Sustainable farming practices like crop diversification and tillage reduction have long been championed for their ROI and conservation benefits.
But while 90% of US farmers are aware of sustainable practices, fewer than 30% of acres implement even one. Barriers like limited markets, financing gaps, inadequate risk tools, and insufficient technical assistance continue to hinder progress, especially for middle- and late-adopter farmers who need better support to succeed in making their operations more resilient.
Nothing can replace premiums or incentives, but lack of broad adoption of regen ag practices highlights the need for more and better financial tools. Here’s a practical overview of what those might look like for row crop production and how the ag value chain can embrace these tools to fuel the adoption of regen practices that will support resilient farmers and value chains in the coming decades.
Background: The Limits of Pay-for-Practice and Pay-for-Outcome to Drive Ag Resilience
From the USDA’s 1935 response to the Dust Bowl with creation of NRCS to the farmer-led initiatives of the 1980s to improve ROI amidst the farm crisis, the goal has always been resilience.
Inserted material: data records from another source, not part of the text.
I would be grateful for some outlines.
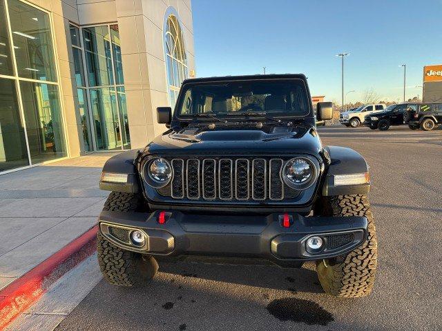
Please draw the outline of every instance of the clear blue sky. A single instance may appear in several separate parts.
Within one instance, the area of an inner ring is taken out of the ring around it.
[[[423,67],[442,63],[442,0],[192,0],[198,77],[305,73],[311,94],[340,103],[373,88],[383,99],[419,94]]]

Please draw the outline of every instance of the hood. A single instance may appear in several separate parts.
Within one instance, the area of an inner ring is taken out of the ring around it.
[[[385,110],[379,110],[378,112],[371,112],[369,115],[367,116],[374,116],[374,115],[380,115],[381,114],[383,114],[385,113]]]
[[[316,129],[266,126],[262,128],[226,126],[186,128],[156,137],[144,152],[157,155],[309,154],[320,158],[323,147]]]

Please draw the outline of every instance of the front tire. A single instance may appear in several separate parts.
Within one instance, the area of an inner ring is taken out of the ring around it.
[[[379,122],[378,128],[381,131],[387,131],[390,128],[390,121],[386,119],[383,119]]]
[[[434,121],[431,119],[425,119],[421,123],[421,128],[424,131],[431,131],[434,128]]]
[[[142,208],[138,194],[112,192],[103,210],[134,212]],[[99,232],[97,234],[97,252],[103,277],[112,285],[144,286],[158,270],[158,263],[153,257],[123,250],[106,239]]]
[[[365,216],[368,220],[368,237],[350,252],[342,262],[329,259],[316,263],[316,272],[323,288],[334,297],[356,298],[372,292],[377,264],[377,240],[373,215],[367,196],[339,195],[326,198],[328,216]]]
[[[357,128],[361,124],[361,121],[358,119],[352,119],[350,120],[350,126],[352,128]]]

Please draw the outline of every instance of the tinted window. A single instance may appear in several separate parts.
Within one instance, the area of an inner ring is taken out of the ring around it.
[[[407,105],[399,105],[394,108],[394,112],[403,112],[407,109]]]
[[[419,110],[421,112],[430,112],[431,111],[431,105],[423,103],[420,106]]]
[[[309,112],[302,81],[231,81],[184,87],[180,115],[206,112],[240,115],[265,112],[275,116],[302,116]]]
By the late 2010s, market-based approaches expanded rapidly as carbon platforms like Nori and Indigo Ag connected farmers with voluntary markets.
Simultaneously, major actors like PepsiCo and Cargill developed climate-smart programs to meet Scope 3 requirements and strengthen supply chain resilience. Despite hundreds of existing programs, a huge gap remains. Climate change is projected to decrease row crop yields by 20% or more by 2050.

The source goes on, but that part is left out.